Assignment 1

  • Question 1: In a GLUT program, how is control passed back to the programmer? How is this set up during initialization? Control is passed back to the programmer in the form of the keyboard and mouse. This is accomplished with the glutKeyboard and glutReshape functions. Question 2: What does the parameter to glutInitDisplayMode() specify? The parameter to glutInitDisplayMode() specifies the display mode, whether the display is colored, single, or double-buffered Question 3: What do the calls to glOrtho() and glViewport() accomplish?
    • glOrtho() creates the coordinate system for OpenGL drawings glViewport() designates the window size in which the coordinate system resides

Assignment 2

In order to complete this assignment you'll have to understand the STTransform class. Describe libST's representation of a transform and compare it's flexibility to an alternative representation, such as the 4x4 matrix representation Pat discussed in class. For example, can you name a type of transformation that STTransform cannot represent. Describe the order that the STSceneNode class performs the various rotate/scale/translate transforms when drawing the scene (ie. what is the first operation performed on the shapes vertices? what is the second? third?). Are there other orderings that would produce the same result? STTransform gives variables for the separate functions that would otherwise be accomplished with glScale, glRotate, and glTranslate. STTransform cannot perform matrix transformations in the way glMultMatrix can. The order in which STSceneNode performs its transformations is translate, then rotate, then scale. The order in which these occur should not matter.

Note that graphical objects, such as instances of the STImage and STShape class are not scene graph nodes (but they can be contained within STSceneNodes). By inspecting the implementation of STSceneNode, determine if it permissable to add the same object to the scene multiple times (Eg. Can multiple scene nodes contain the same shape object)? Why would one want to do this? There is nothing to prevent multiple scene nodes from containing the same object. One might add the same object multiple times if there is only one object image and it needs to perform several different functions.

Assume you had an STSceneNode n, and a STShape s. How would you add this shape as the first child node of n? How would you add it as the last child node of n? n->PlaceObject(s,NULL) n->PlaceObject(s,s.GetLastChild())

The STImage::read() method doesn't read data off disk, it reads it from the OpenGL framebuffer. The method takes 4 integer arguments. Describe the meaning of these arguments. You will call this method as part of the required code for this assignment. How are the values you pass to STImage::read() determined in clock.cpp? startx and starty are the first two parameters of glReadPixels(), which would seem to set the origin point of a coordinate plane. The third and fourth arguments, width and height, are the positive x and y coordinates that correspond to the image that will be read from the framebuffer.

Assignment 3

First let's review some font terminology. What is the baseline of a font? How are the ascender and decender heights related to the baseline?

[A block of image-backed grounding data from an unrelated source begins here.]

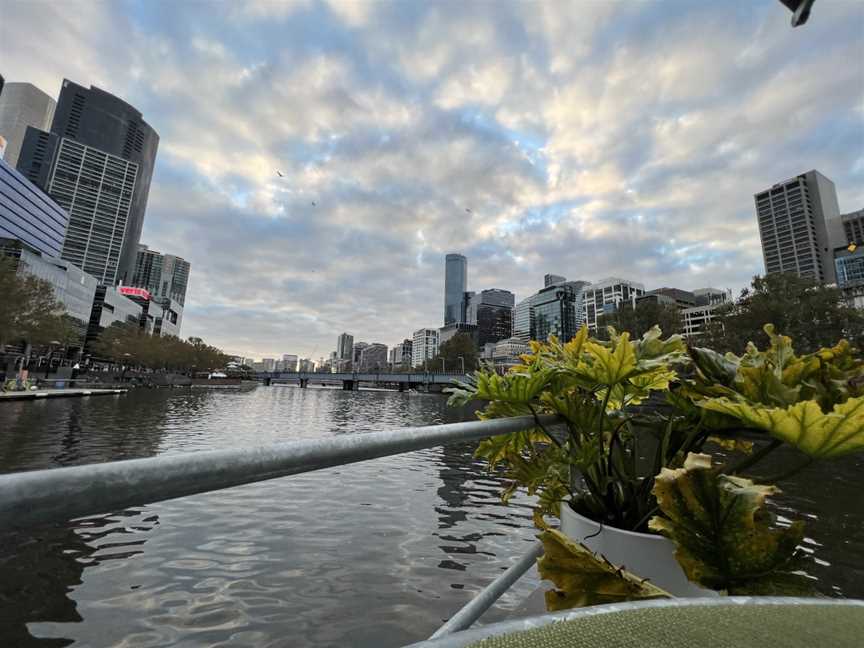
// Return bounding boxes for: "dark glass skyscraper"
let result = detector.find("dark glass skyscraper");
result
[18,79,159,285]
[444,253,467,325]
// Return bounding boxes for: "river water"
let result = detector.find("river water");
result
[0,386,861,647]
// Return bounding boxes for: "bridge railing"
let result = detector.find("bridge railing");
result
[0,415,556,643]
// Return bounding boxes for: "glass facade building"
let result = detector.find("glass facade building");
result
[0,157,68,258]
[444,253,467,325]
[532,283,578,342]
[49,138,138,284]
[836,249,864,287]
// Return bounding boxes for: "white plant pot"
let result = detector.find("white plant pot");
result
[559,504,717,598]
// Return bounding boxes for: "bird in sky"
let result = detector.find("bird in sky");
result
[276,170,284,177]
[311,201,317,206]
[465,208,472,213]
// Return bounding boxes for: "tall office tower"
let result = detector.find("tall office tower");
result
[337,333,354,360]
[841,209,864,245]
[132,244,191,305]
[18,79,159,284]
[444,253,467,325]
[50,139,139,284]
[582,278,644,332]
[544,274,566,287]
[754,170,844,284]
[0,82,56,167]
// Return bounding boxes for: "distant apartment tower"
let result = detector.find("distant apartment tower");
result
[18,79,159,284]
[337,333,354,361]
[583,278,645,332]
[841,209,864,245]
[132,244,191,305]
[754,170,844,284]
[412,328,439,368]
[0,82,56,167]
[444,253,467,325]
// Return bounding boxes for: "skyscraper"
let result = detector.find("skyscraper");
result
[444,253,467,325]
[337,333,354,361]
[0,82,56,167]
[132,244,191,305]
[18,79,159,284]
[754,170,844,284]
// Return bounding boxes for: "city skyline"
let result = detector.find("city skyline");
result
[4,2,862,360]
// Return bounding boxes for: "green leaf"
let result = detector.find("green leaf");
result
[699,396,864,458]
[583,333,637,386]
[473,428,550,469]
[538,529,670,611]
[649,453,805,591]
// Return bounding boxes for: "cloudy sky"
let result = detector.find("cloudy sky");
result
[3,1,863,360]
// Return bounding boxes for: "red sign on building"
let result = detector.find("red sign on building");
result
[119,286,151,300]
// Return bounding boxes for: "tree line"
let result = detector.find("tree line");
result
[597,273,863,353]
[1,254,229,372]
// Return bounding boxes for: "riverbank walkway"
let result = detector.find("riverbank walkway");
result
[0,387,127,401]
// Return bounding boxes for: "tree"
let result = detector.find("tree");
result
[701,273,864,354]
[0,255,70,348]
[433,333,478,371]
[597,300,683,340]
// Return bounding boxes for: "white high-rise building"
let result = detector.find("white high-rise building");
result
[0,82,56,167]
[412,328,439,368]
[582,278,645,332]
[50,138,139,284]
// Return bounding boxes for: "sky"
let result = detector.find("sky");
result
[2,0,863,361]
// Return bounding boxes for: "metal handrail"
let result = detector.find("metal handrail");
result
[429,541,544,639]
[0,414,558,640]
[0,414,555,530]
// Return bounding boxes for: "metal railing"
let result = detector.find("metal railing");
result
[0,415,554,640]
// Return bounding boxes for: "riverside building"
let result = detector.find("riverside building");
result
[754,170,845,284]
[17,79,159,284]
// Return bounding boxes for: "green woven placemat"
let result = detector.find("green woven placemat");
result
[467,604,864,648]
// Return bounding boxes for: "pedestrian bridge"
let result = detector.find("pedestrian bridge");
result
[256,371,471,391]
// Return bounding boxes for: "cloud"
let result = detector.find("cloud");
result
[2,0,862,359]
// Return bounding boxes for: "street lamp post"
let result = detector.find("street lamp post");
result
[458,356,465,374]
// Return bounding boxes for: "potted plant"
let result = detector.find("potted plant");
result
[448,324,864,606]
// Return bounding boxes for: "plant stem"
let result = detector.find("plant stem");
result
[722,439,782,475]
[759,456,816,484]
[633,504,659,532]
[528,404,562,448]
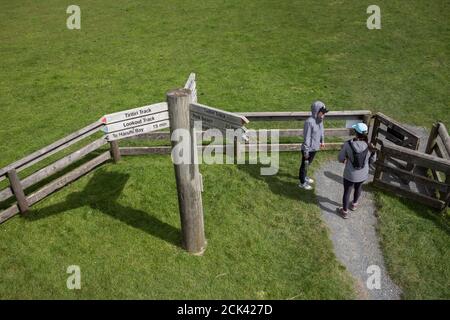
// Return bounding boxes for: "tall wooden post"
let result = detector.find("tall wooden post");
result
[167,88,206,255]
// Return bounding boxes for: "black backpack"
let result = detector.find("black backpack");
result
[347,140,369,169]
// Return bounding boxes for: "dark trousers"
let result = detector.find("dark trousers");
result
[342,178,363,211]
[298,151,317,184]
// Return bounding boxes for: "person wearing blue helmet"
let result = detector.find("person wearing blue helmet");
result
[337,122,377,219]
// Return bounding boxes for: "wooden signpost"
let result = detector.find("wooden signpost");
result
[167,88,206,255]
[100,102,170,141]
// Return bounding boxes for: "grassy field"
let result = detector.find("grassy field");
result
[0,0,449,299]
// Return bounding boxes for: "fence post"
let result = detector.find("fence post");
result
[425,123,439,155]
[109,141,121,163]
[370,116,380,145]
[167,88,206,255]
[7,169,29,214]
[363,114,372,127]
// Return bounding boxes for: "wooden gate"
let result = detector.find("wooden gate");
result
[372,115,450,210]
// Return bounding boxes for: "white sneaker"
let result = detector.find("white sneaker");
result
[298,182,313,190]
[305,177,314,184]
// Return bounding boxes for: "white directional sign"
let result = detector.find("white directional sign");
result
[184,73,197,103]
[190,102,248,129]
[189,102,249,141]
[101,102,170,141]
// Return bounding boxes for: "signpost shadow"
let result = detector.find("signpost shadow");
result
[25,169,181,247]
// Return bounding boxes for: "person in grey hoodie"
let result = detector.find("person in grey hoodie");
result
[338,123,377,219]
[298,101,329,190]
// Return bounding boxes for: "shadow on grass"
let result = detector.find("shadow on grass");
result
[25,169,181,247]
[369,184,450,234]
[236,162,320,207]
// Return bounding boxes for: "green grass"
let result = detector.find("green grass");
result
[374,191,450,299]
[0,153,355,299]
[0,0,449,299]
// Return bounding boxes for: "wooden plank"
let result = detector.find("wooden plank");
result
[0,121,103,183]
[119,143,344,156]
[377,163,448,193]
[119,146,172,155]
[239,110,372,121]
[425,123,439,154]
[382,144,450,174]
[0,204,20,224]
[377,128,404,145]
[26,151,111,207]
[0,186,13,203]
[370,117,380,145]
[7,169,29,213]
[373,179,445,210]
[375,112,420,142]
[434,141,447,159]
[19,137,108,193]
[437,122,450,158]
[127,131,171,140]
[127,128,355,140]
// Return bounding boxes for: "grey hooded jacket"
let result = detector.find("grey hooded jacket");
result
[338,139,377,183]
[301,101,325,157]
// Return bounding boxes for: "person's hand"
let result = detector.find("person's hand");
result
[369,143,377,152]
[304,153,309,160]
[320,143,325,149]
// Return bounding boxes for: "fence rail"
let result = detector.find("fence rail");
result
[238,110,371,122]
[0,121,112,224]
[373,143,450,210]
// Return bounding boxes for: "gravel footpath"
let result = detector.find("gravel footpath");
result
[314,161,402,300]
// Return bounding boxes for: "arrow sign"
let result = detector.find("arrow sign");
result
[100,102,168,125]
[104,119,170,141]
[102,111,169,133]
[190,102,248,129]
[101,102,170,141]
[189,103,249,142]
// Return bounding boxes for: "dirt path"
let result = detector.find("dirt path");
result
[314,161,402,299]
[313,125,429,299]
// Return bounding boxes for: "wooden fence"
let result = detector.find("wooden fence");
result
[120,110,372,155]
[0,121,121,224]
[425,122,450,168]
[372,118,450,210]
[373,143,450,210]
[0,110,372,224]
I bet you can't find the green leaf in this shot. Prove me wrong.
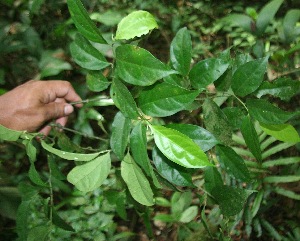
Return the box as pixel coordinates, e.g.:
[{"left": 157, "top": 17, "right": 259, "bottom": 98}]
[
  {"left": 274, "top": 187, "right": 300, "bottom": 201},
  {"left": 232, "top": 57, "right": 268, "bottom": 97},
  {"left": 256, "top": 0, "right": 284, "bottom": 35},
  {"left": 152, "top": 147, "right": 194, "bottom": 187},
  {"left": 222, "top": 14, "right": 254, "bottom": 32},
  {"left": 39, "top": 50, "right": 72, "bottom": 78},
  {"left": 130, "top": 123, "right": 152, "bottom": 175},
  {"left": 151, "top": 125, "right": 212, "bottom": 168},
  {"left": 166, "top": 124, "right": 218, "bottom": 152},
  {"left": 216, "top": 145, "right": 251, "bottom": 182},
  {"left": 202, "top": 98, "right": 233, "bottom": 145},
  {"left": 264, "top": 175, "right": 300, "bottom": 183},
  {"left": 110, "top": 112, "right": 131, "bottom": 160},
  {"left": 154, "top": 214, "right": 176, "bottom": 223},
  {"left": 204, "top": 166, "right": 224, "bottom": 194},
  {"left": 170, "top": 27, "right": 192, "bottom": 76},
  {"left": 179, "top": 206, "right": 198, "bottom": 223},
  {"left": 28, "top": 164, "right": 47, "bottom": 187},
  {"left": 0, "top": 124, "right": 23, "bottom": 141},
  {"left": 86, "top": 71, "right": 110, "bottom": 92},
  {"left": 138, "top": 82, "right": 200, "bottom": 117},
  {"left": 70, "top": 34, "right": 110, "bottom": 70},
  {"left": 115, "top": 10, "right": 158, "bottom": 40},
  {"left": 52, "top": 210, "right": 75, "bottom": 232},
  {"left": 121, "top": 153, "right": 154, "bottom": 206},
  {"left": 112, "top": 78, "right": 139, "bottom": 119},
  {"left": 189, "top": 58, "right": 229, "bottom": 90},
  {"left": 23, "top": 138, "right": 37, "bottom": 163},
  {"left": 247, "top": 99, "right": 297, "bottom": 124},
  {"left": 211, "top": 185, "right": 253, "bottom": 216},
  {"left": 67, "top": 152, "right": 111, "bottom": 192},
  {"left": 260, "top": 123, "right": 300, "bottom": 143},
  {"left": 116, "top": 44, "right": 176, "bottom": 86},
  {"left": 41, "top": 141, "right": 100, "bottom": 161},
  {"left": 67, "top": 0, "right": 107, "bottom": 43},
  {"left": 241, "top": 115, "right": 262, "bottom": 161},
  {"left": 223, "top": 107, "right": 245, "bottom": 129},
  {"left": 256, "top": 77, "right": 300, "bottom": 101},
  {"left": 283, "top": 10, "right": 300, "bottom": 43},
  {"left": 27, "top": 225, "right": 51, "bottom": 241}
]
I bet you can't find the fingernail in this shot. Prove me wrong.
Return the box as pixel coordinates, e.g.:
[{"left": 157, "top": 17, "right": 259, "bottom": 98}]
[{"left": 64, "top": 105, "right": 74, "bottom": 115}]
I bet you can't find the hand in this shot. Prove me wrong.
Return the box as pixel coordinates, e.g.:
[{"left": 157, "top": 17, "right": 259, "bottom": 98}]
[{"left": 0, "top": 80, "right": 82, "bottom": 135}]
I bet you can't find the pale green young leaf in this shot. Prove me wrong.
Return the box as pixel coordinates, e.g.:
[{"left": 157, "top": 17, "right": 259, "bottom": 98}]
[
  {"left": 110, "top": 112, "right": 131, "bottom": 160},
  {"left": 166, "top": 124, "right": 218, "bottom": 152},
  {"left": 189, "top": 58, "right": 229, "bottom": 90},
  {"left": 152, "top": 147, "right": 194, "bottom": 187},
  {"left": 67, "top": 0, "right": 107, "bottom": 43},
  {"left": 260, "top": 123, "right": 300, "bottom": 143},
  {"left": 67, "top": 152, "right": 111, "bottom": 192},
  {"left": 70, "top": 34, "right": 110, "bottom": 70},
  {"left": 112, "top": 78, "right": 139, "bottom": 119},
  {"left": 216, "top": 145, "right": 251, "bottom": 182},
  {"left": 202, "top": 98, "right": 233, "bottom": 145},
  {"left": 274, "top": 187, "right": 300, "bottom": 201},
  {"left": 170, "top": 27, "right": 192, "bottom": 76},
  {"left": 264, "top": 175, "right": 300, "bottom": 183},
  {"left": 241, "top": 115, "right": 262, "bottom": 161},
  {"left": 151, "top": 125, "right": 212, "bottom": 168},
  {"left": 138, "top": 82, "right": 200, "bottom": 117},
  {"left": 86, "top": 71, "right": 110, "bottom": 92},
  {"left": 41, "top": 141, "right": 100, "bottom": 161},
  {"left": 179, "top": 206, "right": 198, "bottom": 223},
  {"left": 121, "top": 153, "right": 154, "bottom": 206},
  {"left": 247, "top": 99, "right": 297, "bottom": 124},
  {"left": 116, "top": 44, "right": 176, "bottom": 86},
  {"left": 115, "top": 10, "right": 158, "bottom": 40},
  {"left": 232, "top": 57, "right": 268, "bottom": 97},
  {"left": 0, "top": 124, "right": 23, "bottom": 141},
  {"left": 256, "top": 0, "right": 284, "bottom": 35}
]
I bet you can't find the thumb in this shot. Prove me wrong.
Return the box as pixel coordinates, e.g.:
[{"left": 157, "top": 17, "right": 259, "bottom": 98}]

The font baseline is the horizontal line on which all characters are placed. The bottom of flat footed characters will rest on this line, while some will reach below this line, like the character 'g'. The ascender height is the number of pixels the tallest letters reaches above the baseline. The descender height is the number of pixels below the baseline characters dip.

Font sizes are often expressed in points (the argument to STFontFace::SetSize() is in units of points). One point is 1/72 of an inch. To display a font on screen at the correct size, the size of the font in pixels must be computed, which means we need to know the size of a pixel in inches. How many screen pixels would a 14 point font span if the screen has a resolution of 300 DPI (300 dots (pixels) per inch)? (notice that the STText and STFontFace classes return most information about fonts in units of pixels)

58 and 1/3 screen pixels (14 point font * (300 screen dpi / 1/72 points/inch)

Describe the correspondence between window coordinates and pixels that is established via the use of glViewport and glOrtho in the GLUT resize handler. After completing the assignment, it should be clear why it is wise to not modify this mapping in this assignment.

The coordinate system of the window is measured in pixels by pixels, starting at 0,0 in the bottom left corner, and ending in the window width and height in the upper right. This is useful in that the width and height of characters correspond directly to the coordinate system.